RECORDING SECRETARY’S REPORT
Recording Secretary Kathryn Foxhall presented the minutes of the board’s August retreat, which had been emailed to the board earlier. It was noted that the minutes are more for reference, since there was no official board meeting held at the retreat.
Make moved that the August retreat minutes be approved as amended; Grisham seconded; all voted in favor.
Foxhall also passed along a request from chapter FOI Committee member Bob Becker, who is an attorney with the D.C. Open Government Coalition, that the board contribute funds to support the upcoming national summit of the National Freedom of Information Coalition, which will be held in Washington in October.
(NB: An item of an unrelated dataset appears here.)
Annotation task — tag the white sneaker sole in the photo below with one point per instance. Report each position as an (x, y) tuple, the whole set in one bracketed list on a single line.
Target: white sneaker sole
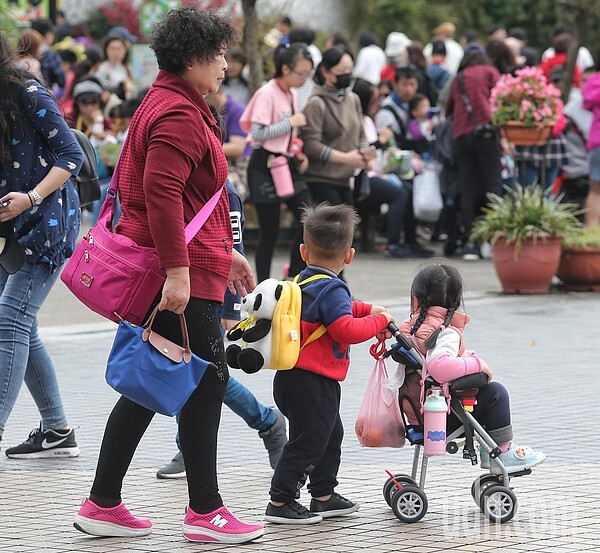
[(293, 521), (107, 529), (339, 512), (170, 476), (516, 468), (64, 452), (206, 535)]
She thought it would be a good idea, saying this is a major group that SPJ should be relating to.
After discussion, it was determined there was not enough information about what the funds would be contributed to, but the board agreed SPJ DC Pro should get some recognition in exchange for helping to support the event. And that the “censorship by PIO” issue Foxhall’s been spearheading would also tie in.
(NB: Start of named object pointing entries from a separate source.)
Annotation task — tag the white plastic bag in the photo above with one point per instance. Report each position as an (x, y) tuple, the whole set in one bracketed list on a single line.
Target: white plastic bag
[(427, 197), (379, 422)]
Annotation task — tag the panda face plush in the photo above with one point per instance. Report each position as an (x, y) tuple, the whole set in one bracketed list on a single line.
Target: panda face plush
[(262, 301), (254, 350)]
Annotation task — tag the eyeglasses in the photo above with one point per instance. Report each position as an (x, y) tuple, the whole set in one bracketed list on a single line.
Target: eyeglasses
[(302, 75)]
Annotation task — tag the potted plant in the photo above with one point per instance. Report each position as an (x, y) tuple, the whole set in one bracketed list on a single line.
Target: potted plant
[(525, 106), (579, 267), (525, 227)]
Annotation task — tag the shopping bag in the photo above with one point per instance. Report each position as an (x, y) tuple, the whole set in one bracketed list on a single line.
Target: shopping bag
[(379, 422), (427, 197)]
To that end, Foxhall moved that the chapter ask the National FOI Coalition to hold a “PIO session” at their convention in Washington, D.C., in October; Make seconded; all voted in favor.
Foxhall agreed to find out more from Bob Becker about the requested $500 contribution and get back to the board with it. It was generally agreed that the board would approve that amount, if Kathryn could be allowed to speak about the PIO issue and SPJ DC could make a pitch about the organization. But a final decision will depend on what Foxhall finds out.
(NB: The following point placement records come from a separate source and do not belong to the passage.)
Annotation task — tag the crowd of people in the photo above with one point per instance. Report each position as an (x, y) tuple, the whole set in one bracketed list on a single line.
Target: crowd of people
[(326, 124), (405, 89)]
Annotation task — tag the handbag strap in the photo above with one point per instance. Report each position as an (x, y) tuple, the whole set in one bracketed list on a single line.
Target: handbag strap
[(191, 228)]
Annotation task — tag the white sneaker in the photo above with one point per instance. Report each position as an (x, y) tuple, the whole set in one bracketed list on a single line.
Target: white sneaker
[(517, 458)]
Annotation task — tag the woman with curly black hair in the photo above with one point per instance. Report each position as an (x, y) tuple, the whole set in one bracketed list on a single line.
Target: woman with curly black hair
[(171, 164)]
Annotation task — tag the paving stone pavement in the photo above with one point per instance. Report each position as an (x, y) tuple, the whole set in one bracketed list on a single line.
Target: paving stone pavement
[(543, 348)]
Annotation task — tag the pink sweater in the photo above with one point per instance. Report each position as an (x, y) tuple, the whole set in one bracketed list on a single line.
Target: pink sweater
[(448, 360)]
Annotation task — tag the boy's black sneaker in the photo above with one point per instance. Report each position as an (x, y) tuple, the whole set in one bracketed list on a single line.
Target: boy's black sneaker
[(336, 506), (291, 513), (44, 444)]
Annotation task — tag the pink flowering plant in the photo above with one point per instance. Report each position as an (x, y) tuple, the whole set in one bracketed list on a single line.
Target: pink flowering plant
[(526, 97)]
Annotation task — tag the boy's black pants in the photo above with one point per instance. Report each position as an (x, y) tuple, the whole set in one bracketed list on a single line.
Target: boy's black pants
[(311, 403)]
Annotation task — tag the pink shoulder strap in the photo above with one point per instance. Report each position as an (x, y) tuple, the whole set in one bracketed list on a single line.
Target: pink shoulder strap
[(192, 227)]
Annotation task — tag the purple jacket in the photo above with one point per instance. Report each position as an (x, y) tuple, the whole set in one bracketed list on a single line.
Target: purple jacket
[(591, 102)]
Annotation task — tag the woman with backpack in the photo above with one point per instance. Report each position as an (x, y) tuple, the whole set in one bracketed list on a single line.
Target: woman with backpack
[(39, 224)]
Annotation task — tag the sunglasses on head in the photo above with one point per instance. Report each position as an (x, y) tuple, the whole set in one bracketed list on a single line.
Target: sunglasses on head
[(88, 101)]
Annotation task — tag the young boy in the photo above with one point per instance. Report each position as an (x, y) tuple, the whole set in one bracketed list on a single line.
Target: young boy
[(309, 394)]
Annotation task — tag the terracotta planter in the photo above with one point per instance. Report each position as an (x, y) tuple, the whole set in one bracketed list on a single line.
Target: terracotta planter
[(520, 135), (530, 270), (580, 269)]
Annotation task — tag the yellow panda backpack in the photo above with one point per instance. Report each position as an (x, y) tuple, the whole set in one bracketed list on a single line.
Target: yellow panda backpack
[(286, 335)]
Foxhall also discussed the proposal made to national SPJ headquarters that chapters around the country be given a list of their local media contacts once a year from the Meltwater software that headquarters uses. The national office has a contract with Meltwater that limits how SPJ can share the lists. However, in discussions with SPJ, Meltwater has indicated that an annual list going to each chapter might be acceptable. This would be helpful in expanding chapters’ visibility for events and other announcements.
There was discussion on whether to instruct the delegates to the national SPJ meeting on how to vote on particular issues.
This was at Fickling’s suggestion, since she had background information on national SPJ bylaws changes that are to come before the delegates at the convention. Among the bylaws changes coming to vote will be conditions for qualification in the associate category, and allowing convention delegates to be selected from among each region’s members who are unaffiliated with a chapter.
Ollstein, who will be one of the delegates to the national meeting, said that she would not want to be bound to vote in a particular way before hearing discussion on the issues at the convention.
Burns did not wish to entertain a motion on instructing delegates on the bylaws issues.
Grisham noted that earlier this summer some board members worked to consolidate the chapter’s mailing lists and there are still things to be done on that. Foxhall said we could mail out using the Hudson’s list separately for all events.
Grisham also said that she and Dan Kubiske are still working on the chapter website. She said, however, that we have had almost no click rates on the links.
The board was alerted to the fact that chapter membership has declined dramatically, according to a recent report from national indicating the number of delegates assigned to the chapter – which is one for each 50 members or portion thereof. To address this will require getting renewal letters out and getting a list of people who have not rejoined, so they can be contacted to re-up.
It was also noted that the board is likely to have three vacancies over the next month, as Daniel Young has indicated he will need to resign his director seat and there is a director vacancy created by Make becoming vice president.
Oct. 8 is the deadline for articles for the October newsletter. There will be EIJ16 convention coverage included, as the delegates are required to provide it in exchange for registration reimbursement.
The next board meeting will be Oct. 25 at the National Press Club.
The meeting was adjourned at about 9 p.m. with no objections.